Considering that the Spaniards got a quick interest in the Americas due to the discovery of precious metals in the regions of the Mexican and Incan empires, I believe that the discovery of a region where the amerindian polities were somewhat less developed might make colonization of the Americas much slower.
While the interest on precious metals was a real boost, it's still obvious by contemporary texts that a main interest of Spanish settlers was neither gold or silver as such but lands. Spanish (but also Portuguese) colonisation was made along the lines of the plantation economy development, as it existed in southern Spain, then atlantic islands, and eventually Caribbeans : it was mostly about sugar and other cash-crops plantations as wine, wheat, etc.
Again, not that the search for gold didn't represented a first phase of Caribbean exploration, but as it quickly fizzled, you had the establishment of latifundar explotation at such rate that it wiped out natives.

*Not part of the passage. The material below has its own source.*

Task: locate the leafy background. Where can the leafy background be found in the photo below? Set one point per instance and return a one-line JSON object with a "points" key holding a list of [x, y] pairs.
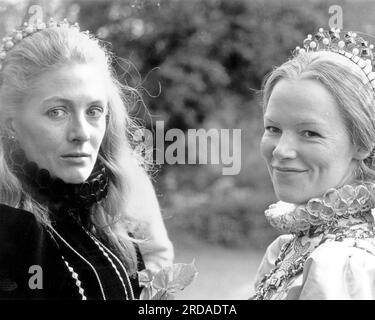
{"points": [[200, 64]]}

The search for lands didn't just, that said, found its origin in trade production, but as well as an ideological/social happenance : most of conquistadores were poor, or at the very least socially ambitious : in the late Middle-Ages/early Modern period, the marker of nobility and political power was the holding of lands and titles. While societally it evolved from this in Europe, the importance it represented for petty nobility and their hopes of social advancement was a real self-acknowledged interest : Cortés himself can mention gold mining and processing in Mexico in one page, while the description of lands, land-working and farms takes several of these.
Now,back to the point.
What did we have in East Coast at this point? While you had some chiefdoms around, it was still essentially an achrematic and relativelty acephalic ensemble of peoples practicing slash-and-burn agriculture for what matter northern-eastern coast, without important possibility of quick plantation economy : you'd argue that Caribbean territories weren't this much structurate, which is true, but it was eventually bolstered by the close presence of continental holdings.
The southern-eastern coast is more interesting : the Mississipi basin still held
develloped structures, even after the decline of the XIVth century in its southern part. IOTL, de Soto witnessed the ensembles builts around Mabila or Cooso.
It's not exactly something imperial and swimming in gold or plantations, but if Iberians settlers first met with southern-eastern Coast, you could see some reedition of what happened in Caribbeans : the contact with Mexican peoples is, IMO, unavoidable would it be only for the rumors of gold, further than these lands (and this time, true rumours).